Quand le Hamas et Israël s'entendent

     La une des journaux en Israël est entièrement occupée par la prochaine libération de Gilad Shalit et de 1027 prisonniers palestiniens, après l'accord passé entre le gouvernement hébreu et le Hamas. En Israël et en Palestine, on se tient prêt à se réjouir, pas des mêmes choses bien sûr. Reste que la réaction des médias français et des commentateurs en tout genre est inquiétante. Outre l'erreur du Monde sur le nombre des palestiniens concernés par l'échange, l'analyse au lance pierre sur la réussite inopinée de la transaction, et les habituelles remarques purement antisémites et hors sujet, on a en règle générale aucun détail dans nos médias (version informatique) sur le récent accord et la discussion qu'il a nécessité, rien sur ses protagonistes (pourtant nombreux), à peine plus sur ses clauses et sa mise en oeuvre dans les prochains jours.

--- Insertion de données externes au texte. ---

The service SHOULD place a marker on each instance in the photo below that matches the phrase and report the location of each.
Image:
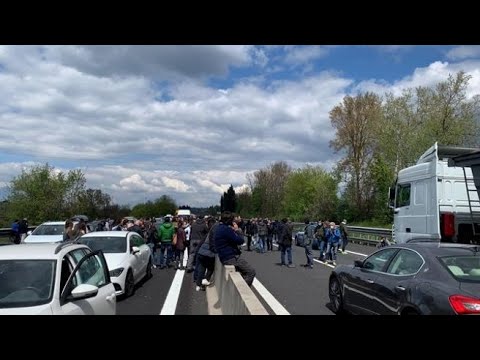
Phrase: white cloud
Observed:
(427, 76)
(464, 52)
(137, 137)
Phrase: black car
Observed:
(410, 279)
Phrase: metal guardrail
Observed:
(362, 235)
(5, 232)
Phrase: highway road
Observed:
(283, 291)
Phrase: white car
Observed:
(51, 231)
(127, 255)
(54, 279)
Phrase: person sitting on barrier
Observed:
(285, 243)
(227, 244)
(206, 257)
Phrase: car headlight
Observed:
(116, 272)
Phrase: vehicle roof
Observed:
(33, 251)
(440, 249)
(107, 234)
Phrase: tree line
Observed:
(43, 193)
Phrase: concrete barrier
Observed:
(232, 294)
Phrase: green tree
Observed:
(310, 192)
(41, 193)
(355, 121)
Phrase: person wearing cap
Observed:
(344, 235)
(333, 238)
(23, 229)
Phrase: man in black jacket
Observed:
(285, 243)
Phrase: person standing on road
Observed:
(180, 246)
(166, 233)
(333, 238)
(344, 234)
(197, 235)
(309, 233)
(227, 244)
(206, 257)
(23, 229)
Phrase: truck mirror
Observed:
(391, 198)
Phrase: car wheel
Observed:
(148, 272)
(335, 294)
(410, 312)
(129, 284)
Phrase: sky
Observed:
(187, 121)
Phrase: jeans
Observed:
(169, 248)
(152, 250)
(192, 253)
(322, 246)
(286, 249)
(179, 257)
(262, 243)
(332, 251)
(344, 243)
(204, 263)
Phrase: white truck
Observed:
(438, 198)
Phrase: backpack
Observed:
(309, 234)
(320, 232)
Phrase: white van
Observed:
(437, 198)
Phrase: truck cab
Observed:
(438, 197)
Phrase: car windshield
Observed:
(49, 230)
(108, 244)
(25, 283)
(463, 268)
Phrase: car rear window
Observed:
(463, 268)
(49, 230)
(25, 283)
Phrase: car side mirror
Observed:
(135, 250)
(83, 291)
(391, 198)
(358, 263)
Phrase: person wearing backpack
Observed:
(309, 235)
(320, 236)
(166, 234)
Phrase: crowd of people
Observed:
(205, 237)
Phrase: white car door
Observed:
(92, 270)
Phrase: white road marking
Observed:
(329, 265)
(277, 308)
(171, 301)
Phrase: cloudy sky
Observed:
(188, 121)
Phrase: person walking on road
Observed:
(284, 241)
(309, 234)
(198, 232)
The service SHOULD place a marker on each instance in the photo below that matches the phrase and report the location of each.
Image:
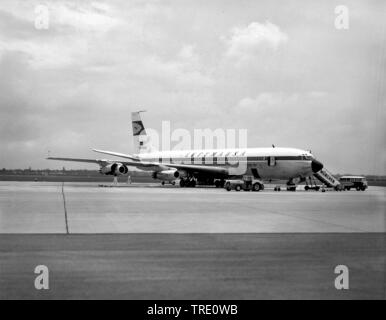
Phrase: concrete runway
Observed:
(193, 266)
(28, 207)
(149, 242)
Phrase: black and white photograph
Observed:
(192, 155)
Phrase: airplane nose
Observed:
(316, 166)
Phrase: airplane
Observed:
(209, 167)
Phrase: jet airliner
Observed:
(211, 167)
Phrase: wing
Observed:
(96, 161)
(156, 166)
(117, 154)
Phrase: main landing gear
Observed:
(189, 182)
(312, 185)
(171, 182)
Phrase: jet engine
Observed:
(115, 169)
(166, 175)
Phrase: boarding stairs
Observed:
(327, 178)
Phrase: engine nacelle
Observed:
(166, 175)
(116, 169)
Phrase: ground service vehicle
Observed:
(356, 182)
(246, 184)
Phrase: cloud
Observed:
(244, 42)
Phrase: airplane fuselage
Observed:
(262, 163)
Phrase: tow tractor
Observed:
(247, 183)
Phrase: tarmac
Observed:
(28, 207)
(145, 241)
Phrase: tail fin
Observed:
(142, 142)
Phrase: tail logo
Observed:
(138, 128)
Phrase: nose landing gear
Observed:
(189, 182)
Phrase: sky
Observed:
(71, 72)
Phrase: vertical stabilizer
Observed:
(142, 142)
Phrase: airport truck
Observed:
(355, 182)
(247, 183)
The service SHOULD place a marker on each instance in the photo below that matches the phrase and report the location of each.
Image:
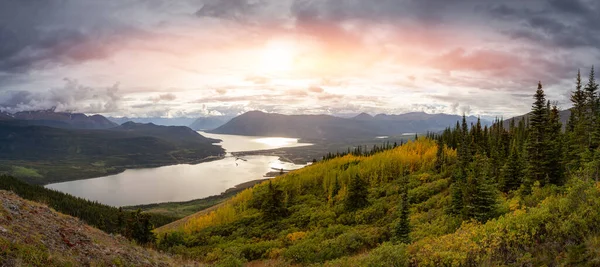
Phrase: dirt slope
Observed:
(32, 234)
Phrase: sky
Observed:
(191, 58)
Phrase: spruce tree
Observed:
(554, 150)
(273, 206)
(440, 157)
(357, 194)
(577, 138)
(536, 143)
(591, 93)
(512, 171)
(456, 202)
(480, 196)
(403, 226)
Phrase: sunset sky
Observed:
(223, 57)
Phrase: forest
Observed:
(527, 195)
(134, 225)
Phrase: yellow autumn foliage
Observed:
(379, 168)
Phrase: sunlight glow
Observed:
(276, 141)
(278, 56)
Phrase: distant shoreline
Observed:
(121, 169)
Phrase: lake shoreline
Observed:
(121, 169)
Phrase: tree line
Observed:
(136, 225)
(533, 151)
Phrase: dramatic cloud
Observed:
(71, 97)
(213, 57)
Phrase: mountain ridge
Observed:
(258, 123)
(64, 120)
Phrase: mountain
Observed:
(42, 155)
(256, 123)
(311, 217)
(363, 117)
(60, 119)
(209, 123)
(564, 118)
(178, 121)
(32, 234)
(180, 135)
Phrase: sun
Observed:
(277, 56)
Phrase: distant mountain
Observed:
(564, 118)
(181, 135)
(63, 120)
(179, 121)
(35, 234)
(258, 123)
(209, 123)
(60, 154)
(363, 117)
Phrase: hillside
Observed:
(178, 121)
(32, 234)
(209, 123)
(61, 119)
(321, 222)
(180, 135)
(42, 155)
(564, 118)
(256, 123)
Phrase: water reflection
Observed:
(184, 182)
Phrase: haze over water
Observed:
(184, 181)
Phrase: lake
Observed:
(185, 181)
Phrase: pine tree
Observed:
(357, 194)
(480, 196)
(577, 142)
(591, 93)
(456, 204)
(335, 189)
(536, 143)
(440, 157)
(464, 153)
(273, 203)
(403, 226)
(554, 148)
(512, 172)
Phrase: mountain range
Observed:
(177, 121)
(45, 147)
(64, 120)
(209, 123)
(257, 123)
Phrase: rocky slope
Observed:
(32, 234)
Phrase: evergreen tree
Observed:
(554, 148)
(577, 142)
(480, 196)
(512, 172)
(440, 157)
(536, 144)
(357, 194)
(456, 194)
(403, 226)
(273, 206)
(591, 93)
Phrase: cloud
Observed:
(71, 97)
(163, 97)
(315, 89)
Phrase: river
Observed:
(185, 181)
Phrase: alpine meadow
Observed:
(267, 133)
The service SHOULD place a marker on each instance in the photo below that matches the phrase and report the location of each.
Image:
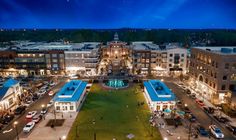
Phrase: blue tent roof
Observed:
(71, 91)
(158, 91)
(3, 91)
(10, 82)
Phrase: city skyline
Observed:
(104, 14)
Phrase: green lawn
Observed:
(116, 114)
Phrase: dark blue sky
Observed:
(118, 13)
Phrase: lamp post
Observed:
(15, 126)
(189, 131)
(77, 134)
(94, 136)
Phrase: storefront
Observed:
(71, 95)
(158, 95)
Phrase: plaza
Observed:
(114, 114)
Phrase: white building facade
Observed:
(9, 94)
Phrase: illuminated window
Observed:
(233, 77)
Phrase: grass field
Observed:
(116, 114)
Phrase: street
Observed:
(36, 106)
(203, 118)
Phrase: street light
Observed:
(64, 137)
(15, 126)
(94, 136)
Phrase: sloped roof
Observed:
(3, 91)
(71, 91)
(158, 91)
(9, 83)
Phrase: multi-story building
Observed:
(7, 62)
(149, 58)
(9, 94)
(92, 58)
(70, 97)
(83, 58)
(213, 72)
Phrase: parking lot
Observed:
(34, 98)
(196, 108)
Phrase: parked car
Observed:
(35, 97)
(28, 103)
(50, 104)
(192, 118)
(188, 91)
(31, 114)
(202, 131)
(37, 118)
(200, 102)
(44, 110)
(42, 91)
(28, 127)
(186, 109)
(52, 84)
(1, 126)
(19, 110)
(221, 119)
(231, 127)
(7, 118)
(51, 93)
(209, 110)
(216, 132)
(193, 96)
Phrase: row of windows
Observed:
(171, 55)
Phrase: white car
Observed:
(50, 104)
(44, 110)
(28, 127)
(51, 93)
(41, 92)
(216, 132)
(52, 84)
(31, 114)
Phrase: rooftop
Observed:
(223, 50)
(85, 46)
(71, 91)
(7, 84)
(158, 91)
(10, 82)
(148, 45)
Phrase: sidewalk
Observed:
(180, 133)
(43, 132)
(209, 104)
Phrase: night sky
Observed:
(104, 14)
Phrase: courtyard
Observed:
(114, 115)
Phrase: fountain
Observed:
(115, 83)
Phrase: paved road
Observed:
(203, 118)
(22, 120)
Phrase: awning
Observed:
(176, 69)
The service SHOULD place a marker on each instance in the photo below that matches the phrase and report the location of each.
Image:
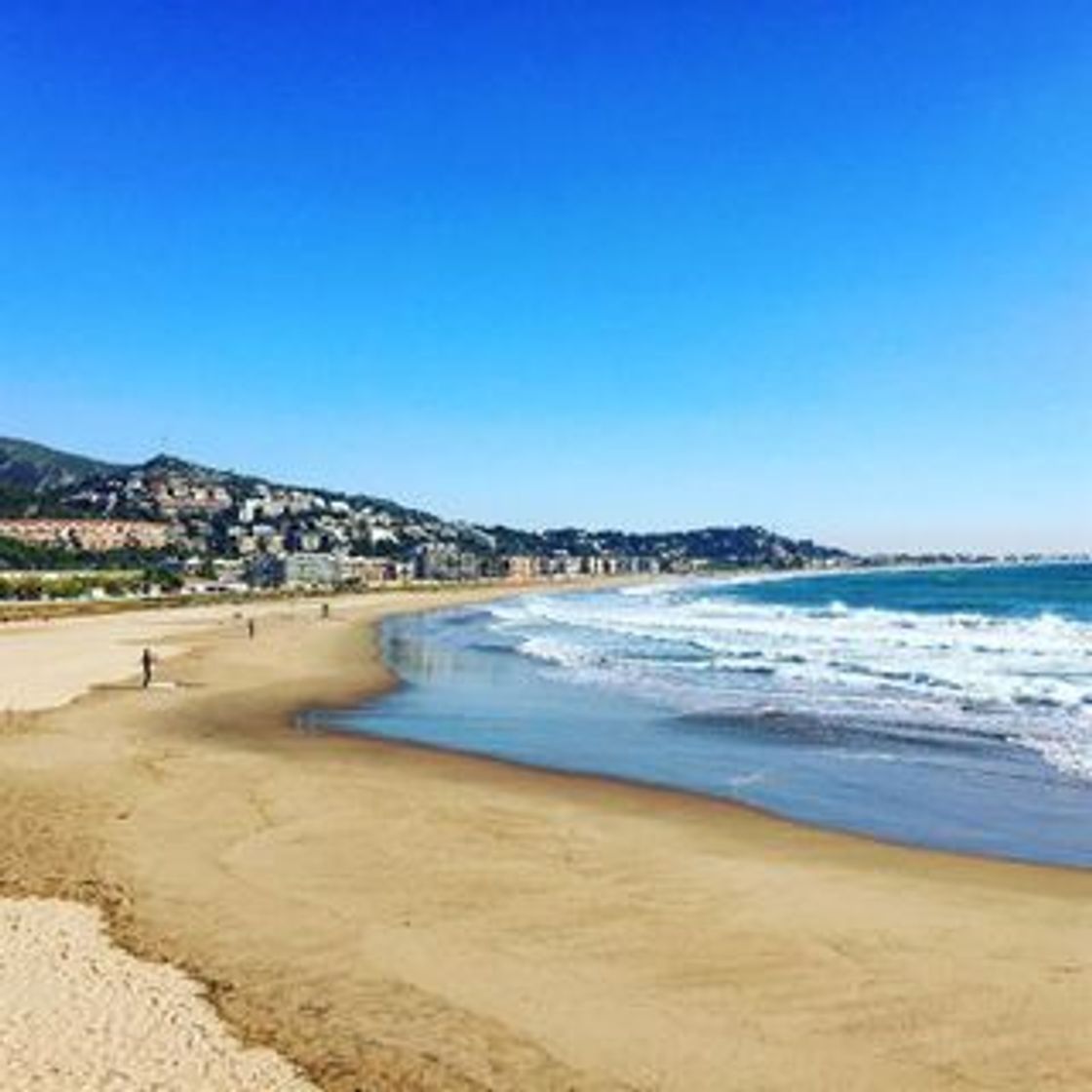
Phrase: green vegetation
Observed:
(27, 587)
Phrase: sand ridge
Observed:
(79, 1012)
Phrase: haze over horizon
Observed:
(640, 265)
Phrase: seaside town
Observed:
(74, 526)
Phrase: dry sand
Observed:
(389, 917)
(79, 1012)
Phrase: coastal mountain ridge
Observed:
(225, 513)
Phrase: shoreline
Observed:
(451, 837)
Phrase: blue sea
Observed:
(948, 708)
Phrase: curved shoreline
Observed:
(341, 898)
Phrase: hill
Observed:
(221, 513)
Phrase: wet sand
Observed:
(389, 917)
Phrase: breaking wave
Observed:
(711, 649)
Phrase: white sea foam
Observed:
(1027, 680)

Retour donc, avec objectivité (si tenté que cela soit possible), sur les déterminants du dernier (espérons-le) volet de l'affaire Shalit.

    La scène d'abord. Au Caire, table de discussion entre les représentants du Hamas (qu'on ne présente plus),  David Meidan, envoyé de Netanhayou et le Shin Bet, les services de Sécurité Générale israéliens. cette dualité du côté israélien a son importance: Meidan est parle au nom du gouvernement, il sait ce à quoi est prêt celui-ci pour obtenir gain de cause, quelles sont ses "red lines" et les points à valoriser dans la négociation. Shin Bet, représentée par son directeur Yoram Cohen, fournit l'information quant aux palestiniens concernés par l'accord. Son rôle est éminent stratégique, Y. Cohen prenant d'ailleurs la liberté de donner clairement  son avis sur le bien ou le mal fondé de la décision. Troisième opérateur israélien, les IDF, chargées de la mise en oeuvre de l'accord sur le terrain, autrement dit, de la récupération de Shalit auprès des autorités égyptiennes, et de la remise en liberté des détenus. Enfin le médiateur, en premier lieu l'Egypte, très active dans le nombre de propositions visant à franchir le gap restant entre les deux camps, et la délégation allemande dans une moindre mesure.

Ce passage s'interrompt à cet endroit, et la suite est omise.